В четверг утром два отряда вышли из дворца и обогнули дымящиеся руины церкви. Однако им не удалось продвинуться далеко.
Обороняющийся город не походил ни на какое другое поле битвы. Юный Белизарий и наполовину язычник Мундус с готскими воинами столкнулись с забаррикадированными улицами и массивными укреплениями, где и велось сражение. Выгнав из дома восставших, воины вдруг обнаруживали, что крыша уже пылает над их головами, если же им удавалось прорваться через баррикады, прямо на них катили нагруженные тележки. Огромные мраморные термы и величественный Октагон стали настоящими крепостями для тех, у кого не было оружия, но кто пылал жаждой битвы.
По ужасному совпадению по улице как раз проходили священники со свечами и иконами, пытаясь утихомирить толпу. Невежественные варвары, посчитав, что их атакуют с тыла, разогнали эту процессию, тем самым ещё больше разозлив толпу, которая наблюдала за кощунственным действом. Начавшийся снова пожар (ему в немалой степени способствовал ветер) окутал клубами дыма порт и больницу со всеми пациентами.
В течение двух дней Юстиниан наблюдал за мятежом с крыши дворца, надеясь на чудо. Когда запасы еды подошли к концу, он всем тем, кто не принадлежал к воинству или императорской охране, приказал покинуть дворец. Некоторые ушли неохотно, однако многие были рады сбежать, пока не поздно. Восставшие не имели ничего против сенаторов и слуг и приветствовали их радостными криками. Уход людей привёл к ещё большему опустению дворца, и когда Юстиниан торопливо шёл по пустым коридорам, то ощущал на себе пытливые взгляды, которые, казалось, взвешивали его жизнь на весах.

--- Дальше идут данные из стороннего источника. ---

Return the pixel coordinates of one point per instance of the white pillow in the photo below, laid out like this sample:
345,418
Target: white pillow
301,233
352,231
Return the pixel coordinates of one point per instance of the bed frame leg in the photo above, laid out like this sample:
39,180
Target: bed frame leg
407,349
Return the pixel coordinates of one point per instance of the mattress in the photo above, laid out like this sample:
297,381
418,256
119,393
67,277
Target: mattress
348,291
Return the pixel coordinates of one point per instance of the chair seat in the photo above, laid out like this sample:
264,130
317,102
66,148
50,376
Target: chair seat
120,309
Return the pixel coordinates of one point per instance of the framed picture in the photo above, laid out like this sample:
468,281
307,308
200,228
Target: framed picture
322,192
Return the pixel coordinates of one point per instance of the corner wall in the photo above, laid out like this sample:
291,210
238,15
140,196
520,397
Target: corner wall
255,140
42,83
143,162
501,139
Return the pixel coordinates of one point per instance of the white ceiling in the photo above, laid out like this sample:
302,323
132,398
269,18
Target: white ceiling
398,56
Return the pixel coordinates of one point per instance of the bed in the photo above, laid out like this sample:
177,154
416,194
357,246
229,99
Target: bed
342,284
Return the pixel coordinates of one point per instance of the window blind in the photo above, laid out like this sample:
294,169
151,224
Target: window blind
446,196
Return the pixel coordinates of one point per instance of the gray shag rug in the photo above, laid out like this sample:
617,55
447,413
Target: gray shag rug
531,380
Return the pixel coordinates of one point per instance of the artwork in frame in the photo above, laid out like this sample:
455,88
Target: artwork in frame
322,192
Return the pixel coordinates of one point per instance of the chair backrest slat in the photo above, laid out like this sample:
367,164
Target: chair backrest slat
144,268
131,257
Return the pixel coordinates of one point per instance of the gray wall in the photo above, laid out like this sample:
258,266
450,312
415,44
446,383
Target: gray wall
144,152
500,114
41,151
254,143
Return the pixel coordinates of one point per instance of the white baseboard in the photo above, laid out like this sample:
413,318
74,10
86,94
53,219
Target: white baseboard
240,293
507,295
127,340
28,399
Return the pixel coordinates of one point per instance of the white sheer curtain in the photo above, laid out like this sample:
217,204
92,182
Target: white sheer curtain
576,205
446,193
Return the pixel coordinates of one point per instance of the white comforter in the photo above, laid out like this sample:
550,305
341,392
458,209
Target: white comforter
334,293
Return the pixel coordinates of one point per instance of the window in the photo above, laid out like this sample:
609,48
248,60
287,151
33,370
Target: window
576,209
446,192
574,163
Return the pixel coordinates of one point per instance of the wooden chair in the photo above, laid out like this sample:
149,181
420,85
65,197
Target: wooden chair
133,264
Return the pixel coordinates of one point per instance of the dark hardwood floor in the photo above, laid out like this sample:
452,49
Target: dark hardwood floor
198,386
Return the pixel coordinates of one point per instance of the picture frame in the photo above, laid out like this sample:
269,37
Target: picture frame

Феодора со своими прислужницами находилась отдельно, во дворце Дафны, куда приносили раненых. После первого дня ожесточённых боев она почти потеряла всякую надежду на победу и уже не следила за своим старым домом, чтобы убедиться, что он уцелел.
В ночь на субботу оставшиеся в живых солдаты вернулись во дворец, покрытые копотью и кровью. На Белизарии была простая кольчуга и стальной полушлем. Его светлые волосы и борода слиплись от пота, и весь его облик носил явственный отпечаток усталости. Он отрывисто сообщил, что его войска смогли отстоять лишь руины церкви и Августеона. Им не удалось расчистить путь через город.
В ожидании ответа Юстиниана Феодора ощутила его нерешительность. Солдаты объяснили происходящее: только император мог приказывать, что им делать дальше. Нарсес нашёптывал Феодоре о сделанных ошибках, о том, что не прислали подкрепления, а продолжали игры. Императрицу раздражали эти упрёки. Что сделано, то сделано. Надо на что-то решаться.